Question

${\int }_0^{2\pi }\frac{x{\sin }^{2n}x}{{\sin }^{2n}x+{\cos }^{2n}x}dx$.

• A. ${\pi }^2$
• B. $2{\pi }^2$
• C. $4{\pi }^2$
• D. $8{\pi }^2$

Answer 1

The correct option is A ${\pi }^2$

$I={\int }_0^{2\pi }\frac{x{\sin }^{2n}x}{{\sin }^{2n}x+{\cos }^{2n}x}dx$

$\Rightarrow I={\int }_0^{2\pi }\frac{\left(2\pi -x\right){\sin }^{2n}\left(2\pi -x\right)}{{\sin }^{2n}\left(2\pi -x\right)+{\cos }^{2n}\left(2\pi -x\right)}dx$ ($\because {\int }_0^{a}f\left(x\right)dx={\int }_0^{a}f\left(a-x\right)dx$)

$\Rightarrow I={\int }_0^{2\pi }\frac{2\pi {\sin }^{2n}x}{{\sin }^{2n}x+{\cos }^{2n}x}dx-{\int }_0^{2\pi }\frac{x{\sin }^{2n}x}{{\sin }^{2n}x+{\cos }^{2n}x}dx$

$\Rightarrow I={\int }_0^{2\pi }\frac{2\pi {\sin }^{2n}x}{{\sin }^{2n}x+{\cos }^{2n}x}dx-I$

$\Rightarrow 2I=$${\int }_0^{2\pi }\frac{2\pi {\sin }^{2n}x}{{\sin }^{2n}x+{\cos }^{2n}x}dx$

$\Rightarrow 2I=2\pi {\int }_0^{2\pi }\frac{{\sin }^{2n}x}{{\sin }^{2n}x+{\cos }^{2n}x}dx$

$\Rightarrow I=2\pi {\int }_0^{\pi }\frac{{\sin }^{2n}x}{{\sin }^{2n}x+{\cos }^{2n}x}dx$ ($\because {\int }_0^{2a}f\left(x\right)dx=2{\int }_0^{2a}f\left(x\right)dx$)
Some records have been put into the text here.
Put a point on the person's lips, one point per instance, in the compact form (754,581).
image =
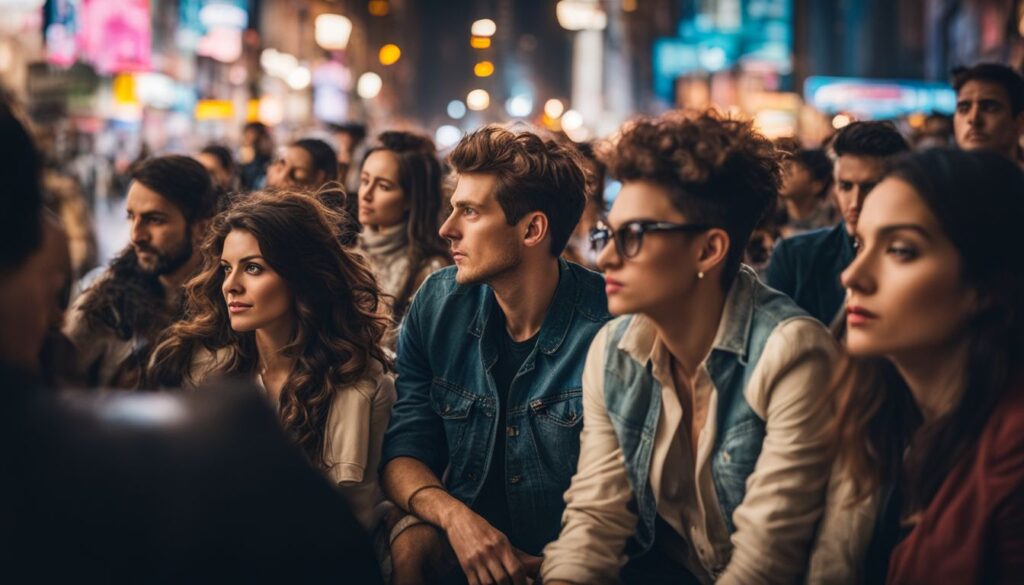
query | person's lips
(611,286)
(236,306)
(856,315)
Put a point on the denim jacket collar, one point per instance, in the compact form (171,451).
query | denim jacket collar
(556,323)
(733,329)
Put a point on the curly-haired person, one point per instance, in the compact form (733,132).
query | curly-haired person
(701,458)
(281,301)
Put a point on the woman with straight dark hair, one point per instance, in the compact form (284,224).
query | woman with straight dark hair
(281,301)
(399,209)
(929,486)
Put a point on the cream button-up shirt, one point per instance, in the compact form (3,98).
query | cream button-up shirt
(774,524)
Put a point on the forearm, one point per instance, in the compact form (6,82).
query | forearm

$\Rightarrow I=4\pi {\int }_0^{\frac{\pi }{2}}\frac{{\sin }^{2n}x}{{\sin }^{2n}x+{\cos }^{2n}x}dx$ ---(i) ($\because {\int }_0^{2a}f\left(x\right)dx=2{\int }_0^{2a}f\left(x\right)dx$)

$\Rightarrow I=4\pi {\int }_0^{\frac{\pi }{2}}\frac{{\cos }^{2n}x}{{\cos }^{2n}x+{\sin }^{2n}x}dx$ ---(ii) ($\because {\int }_0^{a}f\left(x\right)dx={\int }_0^{a}f\left(a-x\right)dx$)

Adding (i) and (ii) we get

$\Rightarrow 2I=4\pi {\int }_0^{\frac{\pi }{2}}\frac{{\sin }^{2n}x+{\cos }^{2n}x}{{\sin }^{2n}x+{\cos }^{2n}x}dx$

$\Rightarrow I=2\pi {\int }_0^{\frac{\pi }{2}}dx$

$\Rightarrow I=2\pi {\left[x\right]}_0^{\frac{\pi }{2}}$

$\Rightarrow I=2\pi \times \frac{\pi }{2}$

$\Rightarrow I={\pi }^2$